Али Хасана, заместителя администратора лагеря, мы нашли в маленьком брезентовом закутке, где он совещался с врачами из ливанского Красного Креста — Хода Ханани и Абида Кусом.

— В нашем лагере, — говорит Али Хасан, — уже размещено около полутора тысяч человек. Почти семьдесят процентов — дети. А беженцы все прибывают. Семьи нужно обеспечить палатками, матрацами, одеялами. Надо организовать питание. А людей в моем распоряжении мало.

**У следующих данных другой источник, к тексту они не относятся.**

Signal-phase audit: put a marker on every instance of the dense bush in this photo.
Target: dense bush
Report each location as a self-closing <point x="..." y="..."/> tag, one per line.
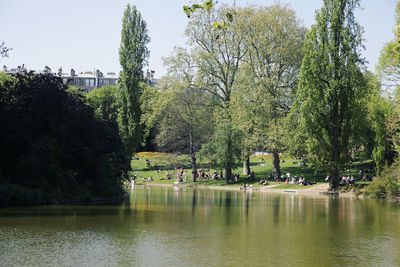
<point x="51" y="142"/>
<point x="387" y="184"/>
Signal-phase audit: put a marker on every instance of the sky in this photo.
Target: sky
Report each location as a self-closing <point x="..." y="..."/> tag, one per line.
<point x="85" y="34"/>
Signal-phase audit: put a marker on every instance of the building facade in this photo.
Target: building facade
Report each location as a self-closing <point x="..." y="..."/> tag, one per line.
<point x="86" y="81"/>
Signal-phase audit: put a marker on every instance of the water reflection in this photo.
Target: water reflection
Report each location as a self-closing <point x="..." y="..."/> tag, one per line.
<point x="177" y="226"/>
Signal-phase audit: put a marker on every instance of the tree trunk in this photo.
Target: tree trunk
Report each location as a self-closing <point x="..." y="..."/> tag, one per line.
<point x="246" y="165"/>
<point x="276" y="169"/>
<point x="193" y="157"/>
<point x="229" y="159"/>
<point x="194" y="167"/>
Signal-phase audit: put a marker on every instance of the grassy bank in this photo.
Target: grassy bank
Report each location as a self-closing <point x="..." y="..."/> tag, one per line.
<point x="155" y="165"/>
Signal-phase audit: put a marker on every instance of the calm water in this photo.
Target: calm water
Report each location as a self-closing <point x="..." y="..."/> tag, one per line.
<point x="166" y="226"/>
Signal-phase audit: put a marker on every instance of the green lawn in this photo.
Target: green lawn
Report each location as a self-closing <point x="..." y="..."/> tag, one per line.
<point x="162" y="162"/>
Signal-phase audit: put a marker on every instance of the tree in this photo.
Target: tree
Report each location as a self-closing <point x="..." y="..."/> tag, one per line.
<point x="275" y="38"/>
<point x="331" y="85"/>
<point x="4" y="50"/>
<point x="185" y="116"/>
<point x="218" y="56"/>
<point x="104" y="103"/>
<point x="133" y="55"/>
<point x="52" y="146"/>
<point x="388" y="67"/>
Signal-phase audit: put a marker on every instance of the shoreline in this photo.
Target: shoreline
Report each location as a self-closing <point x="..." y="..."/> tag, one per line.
<point x="321" y="189"/>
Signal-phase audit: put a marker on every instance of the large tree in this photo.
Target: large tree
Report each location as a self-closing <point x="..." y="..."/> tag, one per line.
<point x="182" y="111"/>
<point x="331" y="85"/>
<point x="133" y="55"/>
<point x="219" y="47"/>
<point x="275" y="38"/>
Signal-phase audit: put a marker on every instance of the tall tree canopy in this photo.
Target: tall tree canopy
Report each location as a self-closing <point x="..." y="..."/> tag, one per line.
<point x="275" y="37"/>
<point x="219" y="51"/>
<point x="52" y="148"/>
<point x="133" y="55"/>
<point x="331" y="85"/>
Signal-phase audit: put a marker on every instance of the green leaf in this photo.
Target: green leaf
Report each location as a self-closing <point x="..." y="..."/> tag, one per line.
<point x="229" y="16"/>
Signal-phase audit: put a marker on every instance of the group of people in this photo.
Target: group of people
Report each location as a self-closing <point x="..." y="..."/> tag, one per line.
<point x="294" y="180"/>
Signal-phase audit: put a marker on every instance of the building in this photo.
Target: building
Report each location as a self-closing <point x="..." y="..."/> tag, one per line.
<point x="87" y="81"/>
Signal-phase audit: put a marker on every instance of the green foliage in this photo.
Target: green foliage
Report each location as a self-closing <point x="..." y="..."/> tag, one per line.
<point x="377" y="133"/>
<point x="133" y="55"/>
<point x="396" y="45"/>
<point x="207" y="5"/>
<point x="4" y="50"/>
<point x="51" y="142"/>
<point x="275" y="37"/>
<point x="218" y="61"/>
<point x="386" y="185"/>
<point x="331" y="85"/>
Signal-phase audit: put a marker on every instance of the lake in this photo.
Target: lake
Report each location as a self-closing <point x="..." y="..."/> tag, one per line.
<point x="182" y="226"/>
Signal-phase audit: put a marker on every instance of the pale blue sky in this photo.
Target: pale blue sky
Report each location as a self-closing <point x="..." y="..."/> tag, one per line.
<point x="85" y="34"/>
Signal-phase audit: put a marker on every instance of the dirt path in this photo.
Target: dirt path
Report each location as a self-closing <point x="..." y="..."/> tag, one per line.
<point x="318" y="188"/>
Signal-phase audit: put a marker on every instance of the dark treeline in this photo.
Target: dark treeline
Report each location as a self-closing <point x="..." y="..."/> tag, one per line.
<point x="52" y="147"/>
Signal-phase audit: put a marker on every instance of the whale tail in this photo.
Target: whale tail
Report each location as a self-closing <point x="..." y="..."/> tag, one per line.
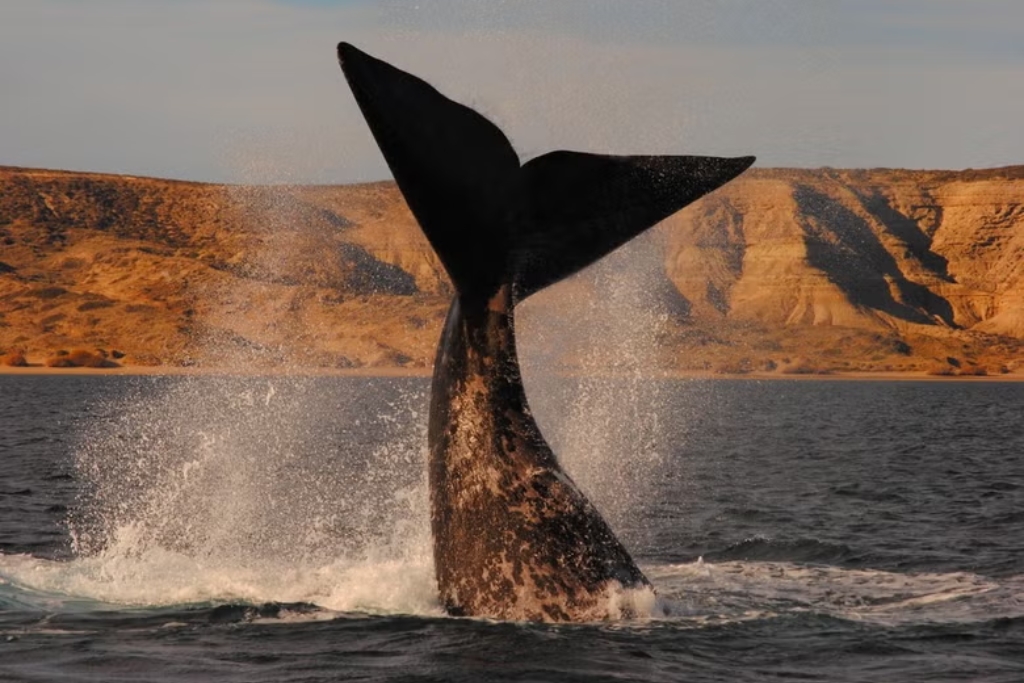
<point x="494" y="221"/>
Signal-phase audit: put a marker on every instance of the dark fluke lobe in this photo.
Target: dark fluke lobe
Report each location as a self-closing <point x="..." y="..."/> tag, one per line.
<point x="514" y="538"/>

Три врача, санитар и еще несколько добровольных помощников. Главная проблема в том, что многие беженцы, спасаясь от израильских захватчиков, не смогли ничего захватить из домашнего имущества. Но разве можно упрекать их за это? Им надо помочь.

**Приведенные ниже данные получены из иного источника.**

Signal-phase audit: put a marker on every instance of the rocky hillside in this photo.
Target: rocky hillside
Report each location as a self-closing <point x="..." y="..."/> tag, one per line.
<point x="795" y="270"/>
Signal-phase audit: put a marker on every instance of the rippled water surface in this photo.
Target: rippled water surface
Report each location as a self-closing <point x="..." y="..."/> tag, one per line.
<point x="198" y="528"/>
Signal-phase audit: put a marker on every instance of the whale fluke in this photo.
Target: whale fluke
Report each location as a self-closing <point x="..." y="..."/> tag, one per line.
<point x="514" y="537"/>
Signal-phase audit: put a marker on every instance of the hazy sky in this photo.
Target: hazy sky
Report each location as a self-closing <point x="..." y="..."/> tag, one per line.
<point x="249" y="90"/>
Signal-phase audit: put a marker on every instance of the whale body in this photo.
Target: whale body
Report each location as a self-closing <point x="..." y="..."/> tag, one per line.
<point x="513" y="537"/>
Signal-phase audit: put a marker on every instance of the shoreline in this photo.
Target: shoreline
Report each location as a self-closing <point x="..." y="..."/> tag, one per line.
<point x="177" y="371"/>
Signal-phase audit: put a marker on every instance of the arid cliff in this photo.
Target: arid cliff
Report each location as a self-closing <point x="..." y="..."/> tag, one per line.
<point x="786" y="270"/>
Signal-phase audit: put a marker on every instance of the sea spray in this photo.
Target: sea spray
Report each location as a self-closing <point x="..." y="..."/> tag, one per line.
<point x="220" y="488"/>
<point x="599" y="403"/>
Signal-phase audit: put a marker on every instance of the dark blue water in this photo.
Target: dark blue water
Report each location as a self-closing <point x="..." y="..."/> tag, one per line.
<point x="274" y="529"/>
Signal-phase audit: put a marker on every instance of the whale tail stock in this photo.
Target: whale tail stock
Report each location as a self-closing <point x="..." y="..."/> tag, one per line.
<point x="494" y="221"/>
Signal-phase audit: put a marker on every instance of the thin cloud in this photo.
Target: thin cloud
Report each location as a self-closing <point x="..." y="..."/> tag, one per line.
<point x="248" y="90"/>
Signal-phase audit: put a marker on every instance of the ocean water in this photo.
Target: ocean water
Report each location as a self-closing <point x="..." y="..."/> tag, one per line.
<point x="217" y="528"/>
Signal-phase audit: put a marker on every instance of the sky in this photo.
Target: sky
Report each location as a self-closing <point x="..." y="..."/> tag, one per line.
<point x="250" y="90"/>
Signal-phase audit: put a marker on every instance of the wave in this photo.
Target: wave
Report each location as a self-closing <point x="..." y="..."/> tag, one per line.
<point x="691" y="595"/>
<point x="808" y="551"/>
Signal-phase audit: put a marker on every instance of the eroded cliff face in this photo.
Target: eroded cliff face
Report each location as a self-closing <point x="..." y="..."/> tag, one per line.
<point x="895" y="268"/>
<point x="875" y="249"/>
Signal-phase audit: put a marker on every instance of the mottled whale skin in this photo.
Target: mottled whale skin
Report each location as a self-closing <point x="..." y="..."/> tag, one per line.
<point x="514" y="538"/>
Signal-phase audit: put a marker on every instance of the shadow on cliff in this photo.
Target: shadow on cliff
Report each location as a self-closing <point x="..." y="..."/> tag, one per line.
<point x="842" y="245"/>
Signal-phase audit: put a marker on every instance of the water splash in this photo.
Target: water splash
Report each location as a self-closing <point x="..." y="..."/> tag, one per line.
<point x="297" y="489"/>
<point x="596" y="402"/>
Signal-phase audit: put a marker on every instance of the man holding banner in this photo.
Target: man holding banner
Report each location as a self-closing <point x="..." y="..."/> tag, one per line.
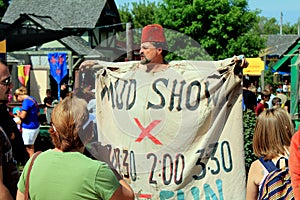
<point x="174" y="130"/>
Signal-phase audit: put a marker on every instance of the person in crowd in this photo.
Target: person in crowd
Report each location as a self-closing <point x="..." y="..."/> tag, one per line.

...Эта женщина — Хадиджа Мураб — сидела у входа в административную палатку. На вид ей было около пятидесяти. В одной руке она сжимала желтый целлофановый пакет, в другой держала пестрый носовой платок, который все время подносила к глазам; Рядом худенькие дети с осунувшимися мордашками, на которые настороженно поблескивали чей ные глазенки. Четыре мальчика и три девочки.

— Откуда вы?

— Из деревни Ханин, — ответила Хадиджа Мураб и, вытирая платком слезы, рассказала о том, что произошло в ее селении: — Ночью в нашу деревню ворвались израильские солдаты. Вламывались в дома, все переворачивали вверх дном. Кричали: «Где оружие?!» Моего мужа Хусейна, меня и детей полураздетыми выгнали на улицу. Потом поставили к стене дома и стали стрелять из автомата поверх голов. Муж бросился к офицеру, но один из солдат ударил его по голове прикладом. Хусейн упал. Солдаты били мужа ногами, дети плакали. С земли он больше не поднялся. Солдаты избили старосту деревни и изнасиловали нескольких наших девушек. Когда трое парней попытались помешать этому, их застрелили. В этой суматохе я потеряла старшую дочь.

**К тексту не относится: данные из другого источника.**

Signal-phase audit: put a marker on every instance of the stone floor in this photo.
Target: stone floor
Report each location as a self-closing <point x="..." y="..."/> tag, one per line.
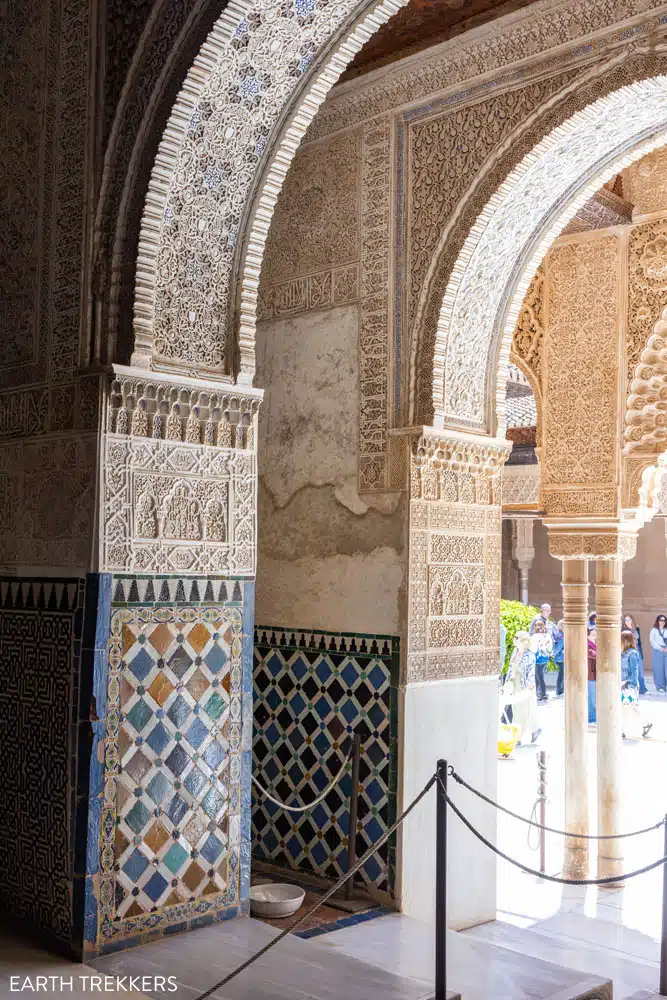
<point x="549" y="941"/>
<point x="611" y="931"/>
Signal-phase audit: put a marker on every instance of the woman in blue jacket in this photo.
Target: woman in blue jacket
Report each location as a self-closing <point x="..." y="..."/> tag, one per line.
<point x="630" y="662"/>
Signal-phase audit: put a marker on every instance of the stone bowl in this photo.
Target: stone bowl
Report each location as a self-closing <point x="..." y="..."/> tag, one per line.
<point x="275" y="899"/>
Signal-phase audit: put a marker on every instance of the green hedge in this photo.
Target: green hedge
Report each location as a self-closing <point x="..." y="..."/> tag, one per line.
<point x="516" y="617"/>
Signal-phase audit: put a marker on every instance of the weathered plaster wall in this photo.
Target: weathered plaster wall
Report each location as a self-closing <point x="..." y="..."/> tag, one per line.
<point x="328" y="557"/>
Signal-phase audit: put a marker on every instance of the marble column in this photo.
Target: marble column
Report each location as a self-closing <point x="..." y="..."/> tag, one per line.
<point x="575" y="616"/>
<point x="608" y="601"/>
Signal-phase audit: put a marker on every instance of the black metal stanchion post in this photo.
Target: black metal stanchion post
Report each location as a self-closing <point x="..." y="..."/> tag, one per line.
<point x="354" y="804"/>
<point x="441" y="884"/>
<point x="542" y="768"/>
<point x="663" y="937"/>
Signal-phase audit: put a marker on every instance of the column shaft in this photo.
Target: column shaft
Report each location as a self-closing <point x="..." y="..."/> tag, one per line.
<point x="608" y="598"/>
<point x="575" y="617"/>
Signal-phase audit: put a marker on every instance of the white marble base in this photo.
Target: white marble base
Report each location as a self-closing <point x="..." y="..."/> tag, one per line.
<point x="455" y="720"/>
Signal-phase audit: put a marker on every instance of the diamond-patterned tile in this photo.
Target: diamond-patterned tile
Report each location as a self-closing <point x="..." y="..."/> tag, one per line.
<point x="198" y="685"/>
<point x="198" y="637"/>
<point x="180" y="662"/>
<point x="160" y="689"/>
<point x="164" y="744"/>
<point x="309" y="697"/>
<point x="161" y="638"/>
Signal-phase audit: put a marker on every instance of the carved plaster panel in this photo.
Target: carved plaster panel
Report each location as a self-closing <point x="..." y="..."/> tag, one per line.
<point x="521" y="486"/>
<point x="180" y="479"/>
<point x="526" y="36"/>
<point x="592" y="543"/>
<point x="646" y="416"/>
<point x="229" y="107"/>
<point x="647" y="286"/>
<point x="580" y="453"/>
<point x="374" y="306"/>
<point x="315" y="224"/>
<point x="645" y="183"/>
<point x="454" y="565"/>
<point x="528" y="340"/>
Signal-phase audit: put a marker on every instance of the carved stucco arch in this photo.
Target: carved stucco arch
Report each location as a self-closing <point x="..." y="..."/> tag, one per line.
<point x="512" y="235"/>
<point x="253" y="70"/>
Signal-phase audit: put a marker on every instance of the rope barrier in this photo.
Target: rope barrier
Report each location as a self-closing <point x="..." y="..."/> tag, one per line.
<point x="327" y="896"/>
<point x="311" y="805"/>
<point x="551" y="829"/>
<point x="610" y="880"/>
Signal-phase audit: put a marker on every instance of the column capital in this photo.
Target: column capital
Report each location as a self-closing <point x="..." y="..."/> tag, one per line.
<point x="434" y="448"/>
<point x="592" y="542"/>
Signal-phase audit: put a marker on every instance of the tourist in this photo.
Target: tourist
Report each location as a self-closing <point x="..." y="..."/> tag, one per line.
<point x="630" y="660"/>
<point x="658" y="640"/>
<point x="520" y="686"/>
<point x="543" y="647"/>
<point x="592" y="656"/>
<point x="559" y="657"/>
<point x="545" y="617"/>
<point x="630" y="624"/>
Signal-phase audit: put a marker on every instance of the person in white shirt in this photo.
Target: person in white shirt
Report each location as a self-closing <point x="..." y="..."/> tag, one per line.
<point x="658" y="640"/>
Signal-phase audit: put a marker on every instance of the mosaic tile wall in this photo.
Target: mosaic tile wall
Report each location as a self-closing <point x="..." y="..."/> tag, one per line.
<point x="174" y="824"/>
<point x="44" y="737"/>
<point x="312" y="690"/>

Хадиджа надолго замолчала. Потом, подняв желтый пакет, в котором лежали документы и письма, сказала:

— Это все, что я успела взять.

Она тяжело поднялась и, по-старушечьи сгорбившись, побрела к своей палатке...

По ту сторону литани

До Тира еще километров сорок. Мы едва тащимся в клубах пыли. Навстречу непрерывный поток машин с беженцами. На мосту через реку Литани патруль. Командир группы Биляль Шаркави долго разглядывал документы, потом сказал:

— Все в порядке, можете ехать. Но будьте осторожны: израильтяне в нескольких километрах от Тира. Город обстреливают. Посматривайте в сторону моря. Израильские самолеты обычно появляются оттуда. Для развлечения охотятся даже за отдельными автомашинами...

Едем дальше. Удивительно тихо, и даже не верится, что с мирного синего неба в любой момент может обрушиться смерть.

Но словно для того, чтобы напомнить об этом, откуда-то издалека доносятся глухие звуки взрывов.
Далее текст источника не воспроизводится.